Şahbettin Uluat

Konu değişimse en büyük bizim kuşak… (1)

Şahbettin Uluat

Konu değişimse en büyük değişim yaşayanlar bizleriz, bizim kuşak!

Bizden önce yürüyen dünya, bizim gelmemizle birlikte koşmaya başladı.

Biz gördük idare lambasını da, gaz ocağını da, gemici fenerini de, toprak tandır evlerinde pişen ve nefis kokan lavaş ekmekleri de.

Evet, motorlu taşıtlar, uçaklar, gemiler bizden önce de vardı ama onların hız ve konfor bakımından on kat daha iyileri bizim zamanımızda çıktı piyasaya.

Tuvaletleri dışarıda, bahçeli evlerde biz büyüdük.

Radyodan siyah beyaz televizyona bizim zamanımızda geçildi. Uzaktan kumandalı renkli televizyonlarla şimdiki diğer lüks modeller bizden sonra katıldı yaşamlarımıza.

Uydu cihazları bizim zamanımızın popüler ve çok pahalı araçlarıydı. Her babayiğit alıp kullanamazdı, biz gördük.İyice yaygınlaştığı günlerde İskele Mahallesindeki evimde çanak anteni çevirerek artık kendi başıma (çoluk çocuk yardım etmekten bıkmıştı) uydu taraması yaparken 500 defadan fazla merdivenden inip çıktığımı, o merakla bulduğum her uyduyu ayrı ayrı taradığımı incelediğimi ve hatta gökyüzünün uydu anlamında boş olan kuzey tarafında da günlerce tarama yaptığımı bir ben bilirim, bir de komşularım bilir.

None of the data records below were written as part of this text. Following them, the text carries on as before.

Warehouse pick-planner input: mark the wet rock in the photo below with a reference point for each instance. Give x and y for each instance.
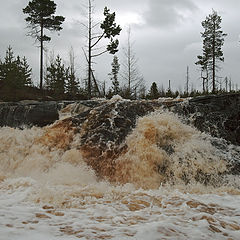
(104, 129)
(218, 115)
(28, 113)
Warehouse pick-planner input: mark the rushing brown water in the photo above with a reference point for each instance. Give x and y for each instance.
(167, 184)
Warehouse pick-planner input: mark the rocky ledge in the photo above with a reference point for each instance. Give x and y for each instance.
(101, 127)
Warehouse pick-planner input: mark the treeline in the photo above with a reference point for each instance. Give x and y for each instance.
(61, 81)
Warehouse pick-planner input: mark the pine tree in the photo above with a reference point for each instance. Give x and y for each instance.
(109, 29)
(213, 40)
(72, 83)
(56, 77)
(41, 16)
(153, 93)
(130, 73)
(15, 72)
(114, 75)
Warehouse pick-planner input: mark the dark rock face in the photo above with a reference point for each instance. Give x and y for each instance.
(29, 114)
(102, 126)
(217, 115)
(103, 131)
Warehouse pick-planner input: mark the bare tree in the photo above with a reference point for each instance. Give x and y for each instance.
(96, 33)
(130, 73)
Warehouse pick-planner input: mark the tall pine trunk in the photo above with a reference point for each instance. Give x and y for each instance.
(41, 56)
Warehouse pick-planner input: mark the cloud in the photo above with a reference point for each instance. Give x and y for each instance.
(168, 13)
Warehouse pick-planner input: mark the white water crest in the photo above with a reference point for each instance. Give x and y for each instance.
(159, 190)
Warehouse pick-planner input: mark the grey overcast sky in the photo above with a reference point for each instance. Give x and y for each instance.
(166, 36)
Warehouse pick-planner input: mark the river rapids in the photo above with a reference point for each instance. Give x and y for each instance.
(170, 182)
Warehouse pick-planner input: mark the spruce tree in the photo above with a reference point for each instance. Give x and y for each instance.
(56, 77)
(213, 40)
(108, 30)
(153, 93)
(15, 73)
(41, 16)
(114, 75)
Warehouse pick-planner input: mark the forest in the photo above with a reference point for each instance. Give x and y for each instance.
(58, 81)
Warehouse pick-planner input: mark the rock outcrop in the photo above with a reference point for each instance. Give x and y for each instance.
(28, 114)
(99, 129)
(218, 115)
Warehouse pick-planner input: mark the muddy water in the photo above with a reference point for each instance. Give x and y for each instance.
(168, 184)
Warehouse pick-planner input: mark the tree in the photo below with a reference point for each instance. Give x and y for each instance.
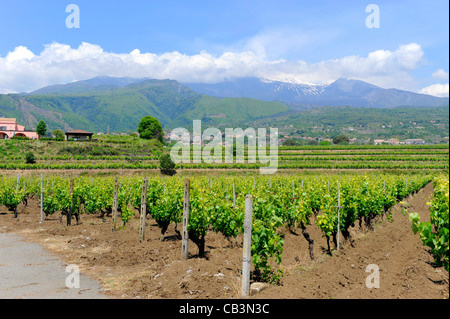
(150, 128)
(58, 134)
(166, 165)
(30, 158)
(340, 139)
(41, 128)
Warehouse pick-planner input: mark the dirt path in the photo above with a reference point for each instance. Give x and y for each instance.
(153, 269)
(28, 271)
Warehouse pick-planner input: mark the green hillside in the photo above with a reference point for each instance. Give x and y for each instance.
(121, 108)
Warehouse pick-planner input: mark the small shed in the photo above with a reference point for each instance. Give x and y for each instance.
(79, 135)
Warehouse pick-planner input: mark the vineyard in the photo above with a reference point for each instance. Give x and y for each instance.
(130, 153)
(332, 204)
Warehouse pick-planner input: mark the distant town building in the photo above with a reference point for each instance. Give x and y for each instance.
(393, 141)
(79, 135)
(414, 141)
(9, 128)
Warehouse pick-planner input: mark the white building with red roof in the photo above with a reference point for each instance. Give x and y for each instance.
(9, 128)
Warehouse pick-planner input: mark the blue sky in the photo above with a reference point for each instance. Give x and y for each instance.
(209, 41)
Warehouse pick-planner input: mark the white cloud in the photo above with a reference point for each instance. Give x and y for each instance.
(440, 74)
(439, 90)
(23, 71)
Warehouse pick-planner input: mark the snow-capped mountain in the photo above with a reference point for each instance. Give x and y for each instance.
(341, 92)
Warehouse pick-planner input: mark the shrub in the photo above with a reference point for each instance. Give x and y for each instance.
(166, 165)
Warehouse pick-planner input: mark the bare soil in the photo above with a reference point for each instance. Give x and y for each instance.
(127, 268)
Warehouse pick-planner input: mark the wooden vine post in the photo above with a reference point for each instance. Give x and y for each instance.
(143, 210)
(17, 192)
(69, 213)
(115, 203)
(42, 198)
(186, 210)
(339, 214)
(247, 254)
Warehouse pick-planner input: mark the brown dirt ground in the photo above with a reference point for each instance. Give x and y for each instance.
(127, 268)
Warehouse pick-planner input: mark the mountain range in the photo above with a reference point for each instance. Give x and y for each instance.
(112, 104)
(342, 92)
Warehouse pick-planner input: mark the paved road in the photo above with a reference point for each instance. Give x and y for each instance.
(28, 271)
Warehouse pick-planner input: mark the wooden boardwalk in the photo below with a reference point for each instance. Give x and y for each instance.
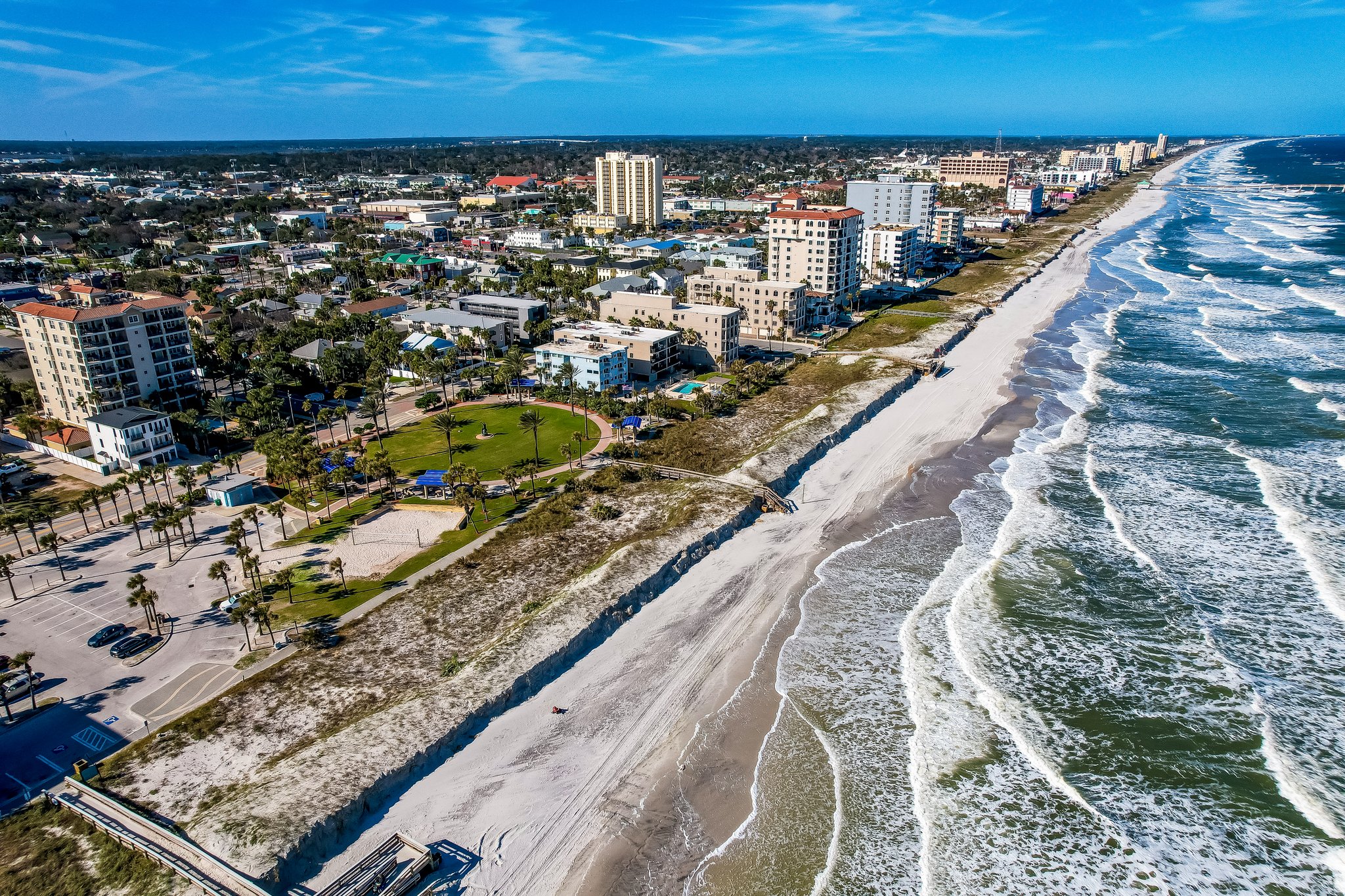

Bu yaşımıza gelinceye kadar ne çok mektup yazdığımızı da en iyi biz biliriz. Öğrencilikte, askerlikte ne çok mektup gönderdik, ne çok mektup bekledik.

Bayramlarda tebrik kartı gönderdik sevdiklerimize, şimdiki sosyal medya mesajları gibi renkli ama teknolojisi daha düşük tebrik kartları. Üzerlerinde el yazılarımız, nefeslerimiz olan ve amacına, adamına göre manzara resminden hayvan resmine, hayvan resminden artist resmine, memleket resminden çiçek resmine varıncaya kadar çeşit çeşit tebrik kartı.

Sadece göndermedik o kartları zaman zaman ticaretlerini de yaptık. Çarşı içinde haberleşmenin merkezi PTT (açılımı Posta Telefon Telgraf) önünde bayram zamanlarında ne çok tebrik kartı satıp harçlığımızı çıkardık.